12/04/2011

massacre de realengo: mais vítimas da besta agonizante

Passada o choque inicial, que se segue a toda tragédia, e passada também a espetacularização e a banalização próprias dos atuais veículos de comunicação,  já se pode refletir com um pouco mais de lucidez sobre o Massacre de Realengo. Embora lucidez seja uma palavra um pouco difícil de se aplicar em acontecimentos como esse Massacre.

De toda forma, os trechos abaixo colocam  a questão num foco menos distorcido, ao invés de se procurar causas e soluções fáceis e moralistas. Pode parecer discurso repetitivo e inócuo, mas não é  focando em indivíduos e situações específicas que se compreende tragédias assim.

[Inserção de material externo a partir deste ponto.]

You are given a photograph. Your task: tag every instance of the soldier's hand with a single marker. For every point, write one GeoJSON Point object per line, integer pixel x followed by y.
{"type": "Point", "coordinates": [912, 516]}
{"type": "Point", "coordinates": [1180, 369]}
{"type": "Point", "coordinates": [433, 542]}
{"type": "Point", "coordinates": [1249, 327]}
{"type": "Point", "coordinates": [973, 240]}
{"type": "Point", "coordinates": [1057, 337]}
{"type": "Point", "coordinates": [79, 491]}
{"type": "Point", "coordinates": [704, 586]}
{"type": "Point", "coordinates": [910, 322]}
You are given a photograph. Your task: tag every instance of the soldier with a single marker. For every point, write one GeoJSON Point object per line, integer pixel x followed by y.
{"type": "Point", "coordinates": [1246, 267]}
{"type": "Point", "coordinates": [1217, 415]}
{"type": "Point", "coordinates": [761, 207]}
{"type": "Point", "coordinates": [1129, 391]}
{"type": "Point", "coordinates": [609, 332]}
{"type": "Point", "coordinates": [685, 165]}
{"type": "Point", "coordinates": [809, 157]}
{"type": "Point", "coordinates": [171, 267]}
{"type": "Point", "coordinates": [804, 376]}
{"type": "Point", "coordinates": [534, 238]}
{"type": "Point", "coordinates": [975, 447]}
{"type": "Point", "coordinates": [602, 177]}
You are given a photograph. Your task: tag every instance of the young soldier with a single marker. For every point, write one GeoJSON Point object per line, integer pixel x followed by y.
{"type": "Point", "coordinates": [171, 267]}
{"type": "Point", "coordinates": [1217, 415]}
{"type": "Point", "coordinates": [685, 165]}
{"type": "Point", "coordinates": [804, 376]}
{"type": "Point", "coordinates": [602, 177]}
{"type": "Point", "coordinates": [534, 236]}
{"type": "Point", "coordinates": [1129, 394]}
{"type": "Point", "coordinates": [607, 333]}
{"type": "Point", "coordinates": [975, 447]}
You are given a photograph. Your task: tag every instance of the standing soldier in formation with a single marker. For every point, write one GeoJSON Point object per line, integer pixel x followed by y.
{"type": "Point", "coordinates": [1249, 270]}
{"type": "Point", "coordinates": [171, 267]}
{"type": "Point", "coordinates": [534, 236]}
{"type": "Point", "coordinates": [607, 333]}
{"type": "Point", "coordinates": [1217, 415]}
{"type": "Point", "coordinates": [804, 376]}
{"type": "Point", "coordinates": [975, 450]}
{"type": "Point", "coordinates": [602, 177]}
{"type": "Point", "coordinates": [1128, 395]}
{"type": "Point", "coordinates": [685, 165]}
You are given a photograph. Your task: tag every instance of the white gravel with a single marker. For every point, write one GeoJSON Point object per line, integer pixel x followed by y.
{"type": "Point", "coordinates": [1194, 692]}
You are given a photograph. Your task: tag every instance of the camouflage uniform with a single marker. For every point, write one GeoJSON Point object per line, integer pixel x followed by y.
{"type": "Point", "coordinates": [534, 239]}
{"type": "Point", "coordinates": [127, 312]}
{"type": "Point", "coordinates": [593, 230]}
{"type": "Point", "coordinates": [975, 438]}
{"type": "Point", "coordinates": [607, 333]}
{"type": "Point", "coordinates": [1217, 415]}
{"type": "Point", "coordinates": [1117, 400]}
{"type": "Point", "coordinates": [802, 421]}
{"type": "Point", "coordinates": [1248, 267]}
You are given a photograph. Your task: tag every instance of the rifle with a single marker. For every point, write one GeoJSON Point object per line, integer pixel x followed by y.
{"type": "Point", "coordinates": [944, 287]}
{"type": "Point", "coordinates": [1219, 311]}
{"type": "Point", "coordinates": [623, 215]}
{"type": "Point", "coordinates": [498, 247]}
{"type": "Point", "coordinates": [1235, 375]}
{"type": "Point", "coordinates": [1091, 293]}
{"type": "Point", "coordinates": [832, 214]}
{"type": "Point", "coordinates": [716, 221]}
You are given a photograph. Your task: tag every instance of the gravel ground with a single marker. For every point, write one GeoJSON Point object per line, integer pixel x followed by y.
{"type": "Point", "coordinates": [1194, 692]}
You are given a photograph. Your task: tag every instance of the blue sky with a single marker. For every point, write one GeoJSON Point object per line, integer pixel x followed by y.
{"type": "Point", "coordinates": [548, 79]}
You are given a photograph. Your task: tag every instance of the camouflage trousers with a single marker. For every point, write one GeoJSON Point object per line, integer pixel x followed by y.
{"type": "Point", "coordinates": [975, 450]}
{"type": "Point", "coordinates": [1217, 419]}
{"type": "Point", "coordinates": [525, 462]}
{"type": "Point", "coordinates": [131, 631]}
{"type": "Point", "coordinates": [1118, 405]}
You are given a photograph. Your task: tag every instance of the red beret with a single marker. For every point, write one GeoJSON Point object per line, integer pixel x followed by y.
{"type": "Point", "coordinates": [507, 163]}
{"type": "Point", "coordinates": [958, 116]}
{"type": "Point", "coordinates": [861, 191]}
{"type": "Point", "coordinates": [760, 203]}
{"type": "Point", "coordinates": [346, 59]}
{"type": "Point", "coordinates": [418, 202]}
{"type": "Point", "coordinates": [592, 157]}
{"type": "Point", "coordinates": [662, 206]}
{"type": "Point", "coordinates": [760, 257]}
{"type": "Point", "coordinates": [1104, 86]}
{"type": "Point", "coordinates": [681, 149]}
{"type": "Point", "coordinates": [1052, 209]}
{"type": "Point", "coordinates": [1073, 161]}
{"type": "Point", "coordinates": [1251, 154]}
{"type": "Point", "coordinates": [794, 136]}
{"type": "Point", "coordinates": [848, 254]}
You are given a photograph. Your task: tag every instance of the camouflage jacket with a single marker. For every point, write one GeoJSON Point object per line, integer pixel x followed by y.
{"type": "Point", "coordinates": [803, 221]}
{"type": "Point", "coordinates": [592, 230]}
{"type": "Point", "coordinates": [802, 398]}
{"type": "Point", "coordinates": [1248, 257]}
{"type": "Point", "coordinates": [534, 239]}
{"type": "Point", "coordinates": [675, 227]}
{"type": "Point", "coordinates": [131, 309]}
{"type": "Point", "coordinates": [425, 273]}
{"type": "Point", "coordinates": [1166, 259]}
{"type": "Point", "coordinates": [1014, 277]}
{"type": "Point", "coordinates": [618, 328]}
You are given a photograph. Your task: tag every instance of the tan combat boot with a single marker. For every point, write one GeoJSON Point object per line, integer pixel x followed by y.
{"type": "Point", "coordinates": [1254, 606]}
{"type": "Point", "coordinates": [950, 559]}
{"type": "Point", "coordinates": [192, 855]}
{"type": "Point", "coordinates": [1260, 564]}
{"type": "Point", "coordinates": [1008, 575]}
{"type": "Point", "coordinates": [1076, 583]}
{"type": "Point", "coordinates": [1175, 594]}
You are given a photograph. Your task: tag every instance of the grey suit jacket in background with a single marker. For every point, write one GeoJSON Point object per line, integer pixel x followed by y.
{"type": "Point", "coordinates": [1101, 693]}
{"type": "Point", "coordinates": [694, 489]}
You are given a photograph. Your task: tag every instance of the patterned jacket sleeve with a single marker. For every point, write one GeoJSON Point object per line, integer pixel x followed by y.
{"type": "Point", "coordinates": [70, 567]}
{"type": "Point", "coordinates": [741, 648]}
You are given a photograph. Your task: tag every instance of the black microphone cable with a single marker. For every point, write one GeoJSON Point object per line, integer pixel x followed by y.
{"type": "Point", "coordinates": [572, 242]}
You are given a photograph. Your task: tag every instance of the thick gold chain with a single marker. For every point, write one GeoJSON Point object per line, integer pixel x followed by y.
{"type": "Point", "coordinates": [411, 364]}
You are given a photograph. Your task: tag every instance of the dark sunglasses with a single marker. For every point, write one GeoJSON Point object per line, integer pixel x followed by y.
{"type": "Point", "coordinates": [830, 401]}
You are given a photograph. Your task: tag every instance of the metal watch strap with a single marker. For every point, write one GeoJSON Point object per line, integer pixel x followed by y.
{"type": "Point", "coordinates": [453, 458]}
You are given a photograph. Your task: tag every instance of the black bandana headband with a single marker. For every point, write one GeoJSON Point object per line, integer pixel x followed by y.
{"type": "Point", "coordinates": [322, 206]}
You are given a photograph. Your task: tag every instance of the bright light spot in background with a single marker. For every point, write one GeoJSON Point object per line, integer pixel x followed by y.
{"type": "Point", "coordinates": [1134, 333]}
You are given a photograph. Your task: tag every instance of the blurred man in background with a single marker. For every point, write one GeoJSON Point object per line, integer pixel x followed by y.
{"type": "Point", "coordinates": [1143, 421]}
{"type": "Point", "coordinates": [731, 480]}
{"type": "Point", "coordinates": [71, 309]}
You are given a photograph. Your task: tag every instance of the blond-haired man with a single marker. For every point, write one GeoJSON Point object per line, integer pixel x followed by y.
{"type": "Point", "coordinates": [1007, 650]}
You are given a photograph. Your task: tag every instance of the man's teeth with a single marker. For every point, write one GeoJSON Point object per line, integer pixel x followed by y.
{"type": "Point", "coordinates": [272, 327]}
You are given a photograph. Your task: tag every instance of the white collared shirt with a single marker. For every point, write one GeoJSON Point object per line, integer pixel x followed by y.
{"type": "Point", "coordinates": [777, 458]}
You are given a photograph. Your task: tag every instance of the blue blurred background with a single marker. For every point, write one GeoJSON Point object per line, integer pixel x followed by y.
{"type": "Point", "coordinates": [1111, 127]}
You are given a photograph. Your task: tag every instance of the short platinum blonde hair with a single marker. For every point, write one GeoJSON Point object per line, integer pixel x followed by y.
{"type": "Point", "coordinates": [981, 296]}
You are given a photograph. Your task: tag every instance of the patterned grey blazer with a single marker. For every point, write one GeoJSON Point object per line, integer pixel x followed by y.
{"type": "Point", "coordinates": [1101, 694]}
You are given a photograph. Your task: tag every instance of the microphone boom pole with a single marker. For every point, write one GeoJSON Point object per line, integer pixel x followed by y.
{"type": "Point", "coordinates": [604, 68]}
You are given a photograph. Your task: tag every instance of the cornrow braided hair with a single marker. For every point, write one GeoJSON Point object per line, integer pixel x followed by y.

Sabemos que é apenas mais um infeliz episódio provocado pela irracionalidade do atual modelo de sociedade, a irracionalidade desta organização de controle e manipulação que não cessa de produzir dor, infelicidade, conflitos e às vezes tragédias explícitas. Tanto Columbine, nos EUA, quanto Realengo são aspectos da mesma realidade. E  sabemos que infelizmente muita dor e muita tragédia ainda hão de ocorrer, até que a humanidade consiga finalmente superar esse estágio em que a besta agonizante do capitalismo ainda consegue ferir e escoicear. 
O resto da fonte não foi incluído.